Faced with the highest gas prices in history and rising operational costs, Dawson County government has implemented several cost-cutting measures.
From asking employees to cut back on travel to freezing or eliminating unnecessary positions and using county-owned space rather than leasing facilities, county officials say these strategic steps are saving the county thousands during tough economic times.
“We’re not cutting back services, but we are cutting back on how we provide these services to our citizens,” said Dawson County Manager Kevin Tanner.
“The county spends over $180,000 a year on leased office space throughout the
county, while we own buildings that could be utilized and house some of the county’s departments,” Tanner said, referring specifically to the former sheriff’s office building on Maple Street.
Workers began remodeling what is known as the Fout’s building in June. Plans include relocating several county departments to the former sheriff’s office building within the next month.
“We’ve cleaned it up, painted walls. It’s a very usable building,” Tanner said. “That includes painting, [disability] compliance, changing the bathrooms. Most of
that is going to be done with inmate labor.”
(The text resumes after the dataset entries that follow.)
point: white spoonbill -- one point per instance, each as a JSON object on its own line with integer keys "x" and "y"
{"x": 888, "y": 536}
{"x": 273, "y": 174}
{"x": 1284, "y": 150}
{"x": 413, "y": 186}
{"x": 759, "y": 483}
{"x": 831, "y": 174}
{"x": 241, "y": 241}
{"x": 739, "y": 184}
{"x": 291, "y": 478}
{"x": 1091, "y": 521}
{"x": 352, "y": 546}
Renovations to the building were performed primarily with inmate labor at a total cost of about $20,000, nearly $10,000 less than the county spends each year on office space leases for Drug Court and Environmental Health, which will relocate to the Fouts building.
“In the first year with just environmental health and drug court, the savings to the county will be roughly $30,000. Then as far as future need and space, it could as much as double that,” Tanner said.
Drug Court officials may also be interested in remaining in the new location after the county’s new courthouse and administrative building is completed within the next few years.
Other county departments have also volunteered to move to the Fout’s building.
“Public works and our IT department are both looking forward to moving into their new offices,” Tanner said.
Additionally, county departments have also played a role with cost-saving initiatives.
On Monday, Tax Commissioner Linda Townley began offering extended hours. Employees will work 10 hours, four days a week to conserve energy and reduce fuel costs for employees and the county.
Townley also announced online vehicle registration will be available at the end of August.
“All of our departments are doing what they can to save taxpayers money,” Tanner said.
The latest in the county’s money-saving effort began last month when officials challenged staff to develop plans for additional cost-cutting methods.
“We asked the staff to see where money could be saved,” Tanner said.
“We’re having a contest now, and I, myself, plan to donate a $200 mall gift certificate to the employee with the best idea,” he added.